The phrase; ‘Is he like that in real life,’ was overheard one too many times at comedian Mark Kariahuua’s ‘Black and Adulting’ solo showpiece last Friday.
Whether or not a member of the audience was referring to the comic’s theatrics throughout the night, or their randomness from one topic to the next with back to back punchlines, is not clear. But what is certain though is that Mark is one of the few effortlessly funny comedians in the country. And admittedly he is not that different when at home with his folks. Last Friday night, the comedian tore through the audience with his unique brand of comedy framed around growing up in a black household and black community. Visibly taken from a page in the story of his life, Mark pulled off a balancing act between ranting on how he did not ask to be born and fussing about how he is not ready to die.
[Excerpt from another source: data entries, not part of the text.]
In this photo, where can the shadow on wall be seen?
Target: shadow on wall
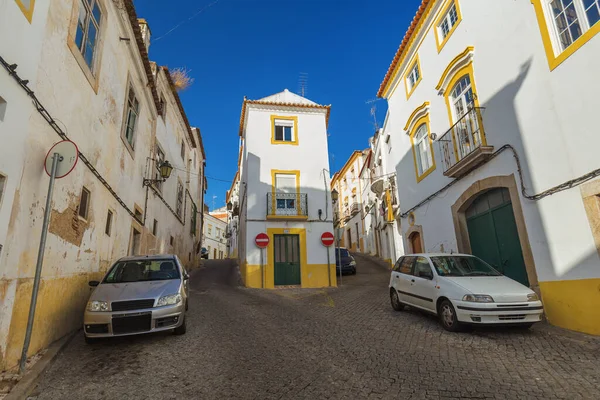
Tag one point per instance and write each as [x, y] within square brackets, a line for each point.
[573, 304]
[256, 205]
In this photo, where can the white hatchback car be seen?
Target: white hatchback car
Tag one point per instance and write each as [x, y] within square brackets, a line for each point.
[462, 289]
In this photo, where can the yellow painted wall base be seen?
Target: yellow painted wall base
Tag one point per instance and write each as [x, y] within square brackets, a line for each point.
[59, 310]
[573, 304]
[312, 276]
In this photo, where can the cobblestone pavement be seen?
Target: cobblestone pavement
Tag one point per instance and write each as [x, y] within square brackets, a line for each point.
[344, 343]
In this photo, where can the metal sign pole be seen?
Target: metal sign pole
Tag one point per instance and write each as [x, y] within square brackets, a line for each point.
[56, 158]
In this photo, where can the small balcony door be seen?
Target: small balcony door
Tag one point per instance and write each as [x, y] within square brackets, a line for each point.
[466, 131]
[286, 197]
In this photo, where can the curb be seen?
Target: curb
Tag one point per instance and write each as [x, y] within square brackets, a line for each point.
[30, 380]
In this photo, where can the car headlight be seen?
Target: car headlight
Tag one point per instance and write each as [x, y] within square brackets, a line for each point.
[533, 297]
[478, 298]
[96, 305]
[169, 300]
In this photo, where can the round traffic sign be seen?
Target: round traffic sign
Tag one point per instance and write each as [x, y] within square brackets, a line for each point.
[262, 240]
[327, 239]
[69, 154]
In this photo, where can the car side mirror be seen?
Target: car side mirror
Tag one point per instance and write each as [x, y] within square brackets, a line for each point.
[426, 275]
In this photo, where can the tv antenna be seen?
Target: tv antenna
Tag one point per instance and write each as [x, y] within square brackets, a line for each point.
[373, 111]
[303, 84]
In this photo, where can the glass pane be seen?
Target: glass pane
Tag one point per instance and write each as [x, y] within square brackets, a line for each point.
[89, 55]
[279, 133]
[575, 31]
[593, 15]
[96, 13]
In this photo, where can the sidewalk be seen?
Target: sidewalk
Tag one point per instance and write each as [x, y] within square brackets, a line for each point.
[369, 258]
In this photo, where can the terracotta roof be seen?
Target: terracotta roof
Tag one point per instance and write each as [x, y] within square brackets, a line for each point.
[135, 25]
[179, 105]
[414, 25]
[280, 104]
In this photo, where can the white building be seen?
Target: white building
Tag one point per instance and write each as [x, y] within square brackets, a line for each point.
[493, 124]
[214, 238]
[283, 195]
[348, 215]
[110, 100]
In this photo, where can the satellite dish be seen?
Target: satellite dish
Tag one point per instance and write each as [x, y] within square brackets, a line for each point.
[68, 158]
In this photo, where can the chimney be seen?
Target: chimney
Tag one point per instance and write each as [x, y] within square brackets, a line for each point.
[145, 32]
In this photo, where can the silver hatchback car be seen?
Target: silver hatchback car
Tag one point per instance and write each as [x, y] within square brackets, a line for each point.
[139, 294]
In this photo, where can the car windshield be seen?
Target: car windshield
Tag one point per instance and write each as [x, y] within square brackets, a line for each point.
[341, 252]
[142, 270]
[462, 266]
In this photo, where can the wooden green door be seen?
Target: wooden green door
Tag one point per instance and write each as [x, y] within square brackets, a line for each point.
[493, 234]
[287, 259]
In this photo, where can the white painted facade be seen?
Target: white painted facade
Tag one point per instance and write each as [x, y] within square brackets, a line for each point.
[266, 161]
[540, 100]
[214, 237]
[88, 105]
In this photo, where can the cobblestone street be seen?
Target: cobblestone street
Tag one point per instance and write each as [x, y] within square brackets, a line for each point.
[313, 344]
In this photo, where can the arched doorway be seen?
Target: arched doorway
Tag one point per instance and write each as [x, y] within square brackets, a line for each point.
[493, 233]
[415, 243]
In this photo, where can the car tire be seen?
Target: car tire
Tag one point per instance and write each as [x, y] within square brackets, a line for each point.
[448, 319]
[395, 300]
[181, 329]
[90, 340]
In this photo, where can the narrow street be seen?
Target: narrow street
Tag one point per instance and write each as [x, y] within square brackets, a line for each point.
[312, 344]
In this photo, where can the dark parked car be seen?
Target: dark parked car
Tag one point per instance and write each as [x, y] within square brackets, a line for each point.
[345, 261]
[204, 253]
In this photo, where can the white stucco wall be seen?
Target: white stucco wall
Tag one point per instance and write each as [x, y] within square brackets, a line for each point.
[548, 116]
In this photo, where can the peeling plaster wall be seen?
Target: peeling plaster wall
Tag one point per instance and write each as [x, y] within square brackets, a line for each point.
[77, 249]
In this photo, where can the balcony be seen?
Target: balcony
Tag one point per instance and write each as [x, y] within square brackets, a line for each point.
[355, 209]
[464, 146]
[287, 206]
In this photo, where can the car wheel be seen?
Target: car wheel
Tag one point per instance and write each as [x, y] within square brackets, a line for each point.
[396, 303]
[448, 318]
[181, 329]
[90, 340]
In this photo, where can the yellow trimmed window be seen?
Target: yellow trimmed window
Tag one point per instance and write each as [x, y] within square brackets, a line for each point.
[422, 146]
[412, 77]
[566, 25]
[284, 130]
[446, 24]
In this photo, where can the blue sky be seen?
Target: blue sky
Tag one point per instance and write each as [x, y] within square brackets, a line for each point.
[254, 48]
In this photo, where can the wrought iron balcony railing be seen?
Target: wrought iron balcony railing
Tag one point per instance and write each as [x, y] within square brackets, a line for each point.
[465, 140]
[287, 204]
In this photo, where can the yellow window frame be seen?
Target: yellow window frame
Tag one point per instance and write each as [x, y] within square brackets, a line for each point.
[554, 60]
[466, 70]
[438, 40]
[274, 173]
[417, 124]
[287, 118]
[417, 62]
[28, 13]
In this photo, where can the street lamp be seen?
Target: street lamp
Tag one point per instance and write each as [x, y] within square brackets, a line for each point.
[165, 169]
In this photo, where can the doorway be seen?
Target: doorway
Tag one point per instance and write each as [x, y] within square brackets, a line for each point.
[287, 259]
[493, 234]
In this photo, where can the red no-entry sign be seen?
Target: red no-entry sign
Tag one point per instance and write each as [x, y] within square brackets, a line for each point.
[262, 240]
[327, 239]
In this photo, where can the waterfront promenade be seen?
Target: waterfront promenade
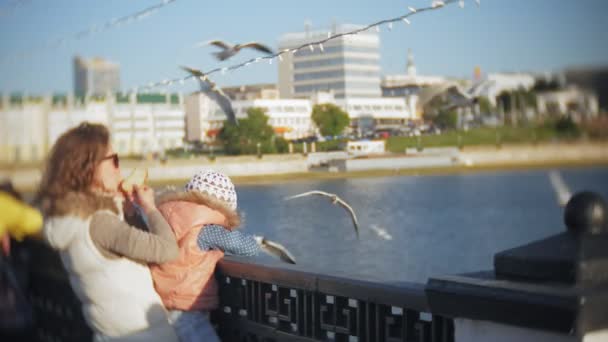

And here, it became clear that the years of trying to make a mark on the comedy stage has finally brought out the best in this Okakarara native, whose smirk reminds you that nothing is too consecrated to laugh at.
“Just imagine what would’ve happened if heaven was run by the Ovaherero people. No let me tell you, there would be no order whatsoever,” the comedian jibed, going off about how the Ovaherero would be preoccupied with their debates on who should be God instead of manning the entry. This of course resulting in utter chaos, with all hellbound characters entering and defiling that place.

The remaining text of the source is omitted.